Miquel Corella volvió a reír entre dientes y le lanzó una mirada torva que hizo pensar a Joan que no le gustaría tenerlo como enemigo.

—Nuestro crimen fue incomodar a las poderosas familias romanas acostumbradas a que el Papa fuera uno de los suyos o a manejarle como a una marioneta. ¿Cómo puede un Papa cumplir su divina misión si siempre tiene una espada pinchándole en la garganta diciéndole lo que debe hacer? Nuestro Papa estableció un poder vaticano independiente a base de fuerza militar, el único argumento que esa gente entiende. —El valenciano soltó una risa siniestra.

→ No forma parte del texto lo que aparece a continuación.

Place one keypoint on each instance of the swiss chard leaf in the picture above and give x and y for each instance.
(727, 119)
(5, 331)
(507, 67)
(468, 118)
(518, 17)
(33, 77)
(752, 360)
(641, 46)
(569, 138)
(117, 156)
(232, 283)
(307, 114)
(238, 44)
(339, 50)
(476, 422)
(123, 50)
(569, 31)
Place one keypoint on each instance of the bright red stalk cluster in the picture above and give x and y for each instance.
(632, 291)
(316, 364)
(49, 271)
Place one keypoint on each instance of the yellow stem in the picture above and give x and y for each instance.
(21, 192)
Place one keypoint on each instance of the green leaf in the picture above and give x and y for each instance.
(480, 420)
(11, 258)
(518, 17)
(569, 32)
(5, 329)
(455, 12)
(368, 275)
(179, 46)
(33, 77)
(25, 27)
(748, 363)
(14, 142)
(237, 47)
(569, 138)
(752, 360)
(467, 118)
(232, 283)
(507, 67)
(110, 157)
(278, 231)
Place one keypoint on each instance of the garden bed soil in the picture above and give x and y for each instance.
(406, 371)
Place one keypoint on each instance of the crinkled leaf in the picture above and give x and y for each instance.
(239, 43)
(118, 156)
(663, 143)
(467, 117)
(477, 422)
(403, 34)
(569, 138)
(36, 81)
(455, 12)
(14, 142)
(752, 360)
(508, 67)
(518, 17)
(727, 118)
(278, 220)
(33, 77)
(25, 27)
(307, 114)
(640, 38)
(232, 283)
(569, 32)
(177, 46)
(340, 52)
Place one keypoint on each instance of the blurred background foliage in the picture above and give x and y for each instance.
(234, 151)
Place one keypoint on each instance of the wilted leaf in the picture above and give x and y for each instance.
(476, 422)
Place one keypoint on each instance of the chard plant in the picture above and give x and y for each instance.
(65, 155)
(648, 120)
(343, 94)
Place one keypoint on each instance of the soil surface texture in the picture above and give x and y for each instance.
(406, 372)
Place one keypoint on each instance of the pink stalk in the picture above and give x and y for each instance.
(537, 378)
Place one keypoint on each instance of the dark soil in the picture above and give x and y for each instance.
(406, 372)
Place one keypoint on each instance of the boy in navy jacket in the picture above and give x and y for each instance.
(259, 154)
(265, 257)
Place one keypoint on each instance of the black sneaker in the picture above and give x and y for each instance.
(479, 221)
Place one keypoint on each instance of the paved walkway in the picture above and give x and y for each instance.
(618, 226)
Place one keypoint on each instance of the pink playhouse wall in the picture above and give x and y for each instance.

—No deja de ser curioso que nos atacaran con tanta saña —razonó Joan.

Miquel se detuvo para taladrar al joven con una mirada oscura y penetrante que junto a su nariz aplastada le daba un aspecto peligroso. Había determinación y rabia en ella, Joan se repitió que aquel hombre debía de ser temible.

—No —dijo—. La cosa no va solo contra nosotros, se trata de una costumbre en Roma. Cuando murió Pío II, que era sienés, el populacho se lanzó a la calle gritando «mueran los sieneses» y mataron a todos los que pillaron. Cuando murió Paulo II, los saqueos y matanzas fueron contra los venecianos, y al morir Sixto IV les tocó el turno a los genoveses. Y otra de las tradiciones romanas es asaltar y saquear el palacio del cardenal que ha sido elegido como nuevo Papa, es la forma que tienen los romanos pobres de participar en las riquezas del papado.

—Así que es peligroso ser extranjero en Roma —concluyó Joan.

—Lo es cuando el Papa es de tu misma nacionalidad y se está muriendo —le confirmó Miquel—. Pero no te preocupes, nuestro papa Borgia goza de una excelente salud, está hecho un toro. Además, ahora nos llaman
catalani
a todos los que venimos de la península Ibérica, también a los castellanos, a los vizcaínos, a los portugueses y a los italianos del sur al servicio del Papa. Somos más poderosos que con el anterior papa Borgia. Esta vez lo tendrán mucho más difícil.

Continuaron su camino mientras Joan meditaba en silencio.

—Te esperan unos cuantos años de prosperidad en Roma —continuó Miquel al rato, al percibir el estado de ánimo del joven—. Disfrútala, es una hermosa ciudad, atrae a los mejores artistas del mundo y sabe gozar de la vida.

—Pero llegará un día en que sea peligrosa —repuso Joan.

Miquel resopló sonriendo.

—Es peligrosa cada día —dijo—. No hay mañana en la que no aparezcan varios cadáveres flotando en el Tíber, que es donde se echa aquí la basura. Pero cuando muera nuestro papa Borgia, será una trampa mortal para ti y para tu familia. Entonces tendrás que luchar. A no ser que quieras huir como una rata.